Σi=1k | ei ⟩⟨ ei | = I.
We have not yet said what happens when the projective measurement over the larger space is made up not of rank 1 projectors, but of larger rank projectors. How do this change affect the POVM? I am not going to go over the proof in detail, but it follows essentially the same lines as the proof above. The statement of the theorem is that any set of k Hermitian matrices Ei satisfying the condition
Σi=1k Ei = I
can form a POVM measurement. If this measurement is performed on a quantum state | &psi &rang, the probability of the i'th outcome is
⟨ ψ | Ei | ψ ⟩
What actually happens to the quantum state? I am not telling you now, but I'm assigning a couple of homework problems related to this question. I will say that specifying the Ei is not enough to completely determine the residual quantum state after the measurement.

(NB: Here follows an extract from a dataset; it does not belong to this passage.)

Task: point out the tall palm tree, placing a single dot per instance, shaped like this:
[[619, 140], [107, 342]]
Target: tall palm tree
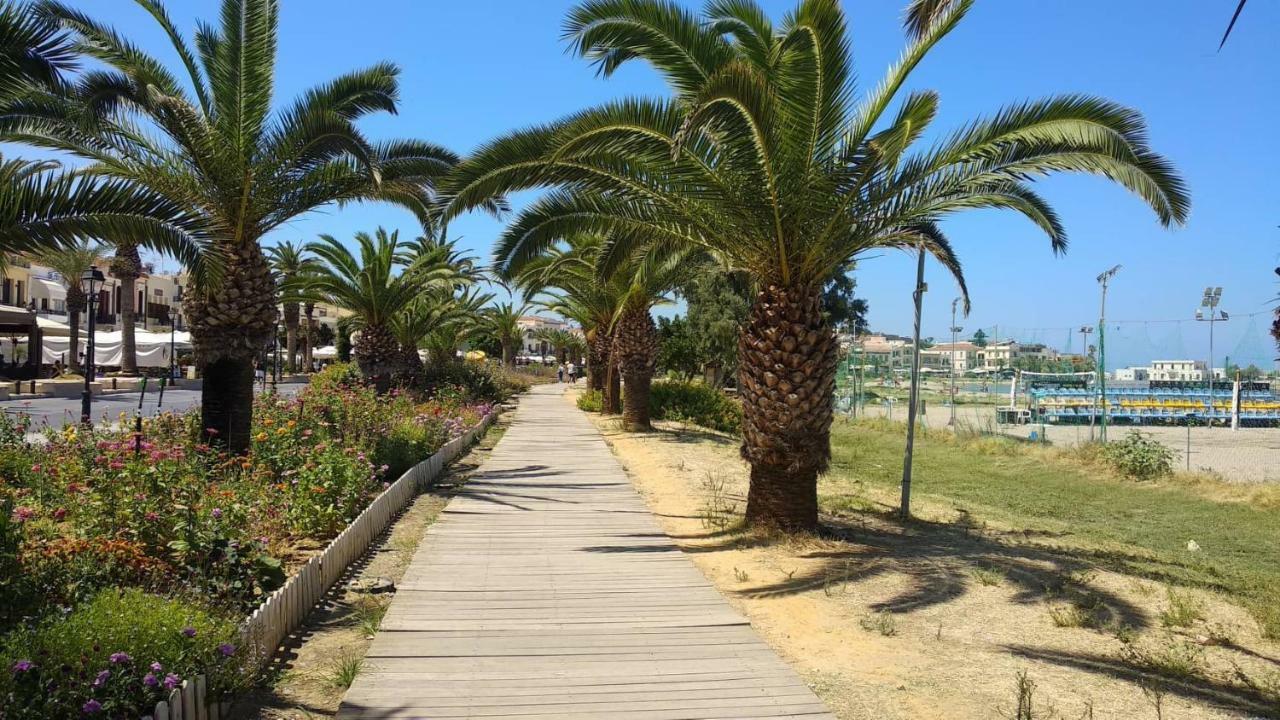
[[293, 269], [71, 263], [767, 159], [375, 291], [502, 323], [563, 278], [211, 144]]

In the rest of the lecture, I started giving the circuit model of quantum computation. I'm not going to go into great detail here. The model's setting is the tensor product space of n qubits. The input (if you don't design a circuit that specifically depends on the input) is given by initializing the first m qubits of the circuit to a sequence of | 0 ⟩'s and | 1 ⟩'s, depending on the input in binary. We can assume that the remaining n−m qubits are initialized to the state | 0 ⟩. The output is obtained by measuring the state of the computer in a canonical basis. The output is thus a sample from the probability distribution where j appears with probability | αj |2, where the final state of the computer is

Σj=02n-1 αj | j ⟩.
Since the output is probabilistic, we must say that the computer succeeds in performing the computation if the output gives the right answer with high probability (say ≥ 2/3). If this is the case, we can obtain the right answer with high probability by repeating the computation. In practice, it is sufficient if the quantum computer outputs a state which a classical computer can efficiently use to obtain the answer with high probability. Theoretically, this last classical computation could in principle be performed on a quantum computer, so for models of computation it is sufficient to require the quantum computer to output the answer.

The last and most important piece of the model is the actual computation. We will require the computation to be performed by applying a fixed sequence of 1- and 2-qubit gates to the computer. We choose 2-qubit gates for this threshold because if we only use one-qubit gates, we can never make two qubits interact, and thus we cannot achieve much computation. And as we will see in the next lectures, 3-qubit gates can be efficiently simulated by a sequence of 2-qubit gates, so adding them to the model only reduces the number of gates by a constant multiplicative factor, and 3-qubit gates are much more difficult to achieve experimentally, as well as being less tractable theoretically.